Perhaps that’s the approach I need to take with the lack of motivation to cook after a long day at school: courage over comfort. It’s comfortable to have someone else cook and do the dishes for you. It’s also comfortable to have leftovers already boxed up and ready for the next day. It is NOT comfortable to have to go home after a long day at work when you’re tired and fix supper, even if it just means putting the damn thing in the microwave. It is NOT comfortable to force yourself to eat something you really aren’t in the mood for because you NEED it and don’t WANT it. At this point, NEED has to overcome WANT. And that is a tough tug-of-war to win.
The past three days have been okay eating-wise. Lots of meals away from home, but I think I will allow myself to reset tomorrow.
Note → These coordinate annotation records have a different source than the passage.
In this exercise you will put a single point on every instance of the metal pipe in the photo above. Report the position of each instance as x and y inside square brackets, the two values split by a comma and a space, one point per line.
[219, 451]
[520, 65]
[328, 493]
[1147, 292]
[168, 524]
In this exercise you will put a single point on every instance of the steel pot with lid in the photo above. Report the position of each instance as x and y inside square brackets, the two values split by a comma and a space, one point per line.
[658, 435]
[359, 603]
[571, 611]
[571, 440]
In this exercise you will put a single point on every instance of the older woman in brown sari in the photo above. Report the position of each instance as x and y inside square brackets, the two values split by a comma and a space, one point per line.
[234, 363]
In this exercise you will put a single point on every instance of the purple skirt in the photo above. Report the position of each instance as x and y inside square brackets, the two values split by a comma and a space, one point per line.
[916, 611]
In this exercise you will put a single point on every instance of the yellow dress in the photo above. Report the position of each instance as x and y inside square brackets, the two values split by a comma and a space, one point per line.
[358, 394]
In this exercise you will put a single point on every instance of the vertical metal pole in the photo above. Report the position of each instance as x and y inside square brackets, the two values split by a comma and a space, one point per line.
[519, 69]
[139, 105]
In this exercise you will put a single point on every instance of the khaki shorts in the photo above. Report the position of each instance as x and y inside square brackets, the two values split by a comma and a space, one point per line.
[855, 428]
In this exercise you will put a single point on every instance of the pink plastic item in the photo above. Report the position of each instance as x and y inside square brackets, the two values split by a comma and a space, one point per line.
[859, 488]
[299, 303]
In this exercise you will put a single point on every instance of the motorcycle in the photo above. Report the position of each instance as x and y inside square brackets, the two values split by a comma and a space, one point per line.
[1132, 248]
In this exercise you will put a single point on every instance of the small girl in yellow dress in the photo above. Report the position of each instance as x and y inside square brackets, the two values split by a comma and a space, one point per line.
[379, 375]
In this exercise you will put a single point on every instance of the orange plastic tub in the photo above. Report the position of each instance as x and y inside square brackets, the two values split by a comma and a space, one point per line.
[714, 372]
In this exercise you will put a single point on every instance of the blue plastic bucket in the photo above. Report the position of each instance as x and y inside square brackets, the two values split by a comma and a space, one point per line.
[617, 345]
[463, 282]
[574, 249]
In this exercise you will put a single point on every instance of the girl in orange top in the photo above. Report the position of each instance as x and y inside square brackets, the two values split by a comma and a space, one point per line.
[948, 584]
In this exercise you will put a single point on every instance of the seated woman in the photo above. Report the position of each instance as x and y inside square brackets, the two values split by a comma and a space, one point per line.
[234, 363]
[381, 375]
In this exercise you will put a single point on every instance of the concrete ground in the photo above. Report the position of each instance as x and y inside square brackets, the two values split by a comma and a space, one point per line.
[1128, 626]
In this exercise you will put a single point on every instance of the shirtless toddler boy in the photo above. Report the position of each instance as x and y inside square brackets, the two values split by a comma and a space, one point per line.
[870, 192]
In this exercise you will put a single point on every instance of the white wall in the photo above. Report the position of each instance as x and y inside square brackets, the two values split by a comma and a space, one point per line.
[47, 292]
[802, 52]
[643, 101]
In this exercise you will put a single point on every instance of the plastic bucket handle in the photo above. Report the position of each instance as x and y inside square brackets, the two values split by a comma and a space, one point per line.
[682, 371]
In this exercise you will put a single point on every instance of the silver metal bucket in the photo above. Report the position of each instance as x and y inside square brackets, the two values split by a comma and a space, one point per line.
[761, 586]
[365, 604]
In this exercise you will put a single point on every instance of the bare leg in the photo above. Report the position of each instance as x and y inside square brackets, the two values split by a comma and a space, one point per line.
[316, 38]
I don’t think I’ve failed my plan, but I’m going to come awfully close if I continue doing what I’ve done the past few days. I’ve cut back my carb intake a bit the past few days, which was sorely needed as it was creeping up higher than I like. Getting it under control is going okay as I am trying to replace the starches with veggies. It’s worked most of the time. I’m still learning to be assertive with my new mantra with myself, and this is hard to do. But I’m going to press on and slog through the next week and all the challenges that the last week of the semester brings by making sure I plan my meals as much as possible, continue drinking my 112+ ounces of water a day, get in at least 3 trips to the gym to work out, and continue logging every bite of food that goes into my mouth. These are behaviors I know I will have to continue for the rest of my life to stay successful. I’m trying so hard not to be tired of them–I really am–but behavioral fatigue is setting in. I’ve got to fight it so that I don’t get complacent and wreck my progress.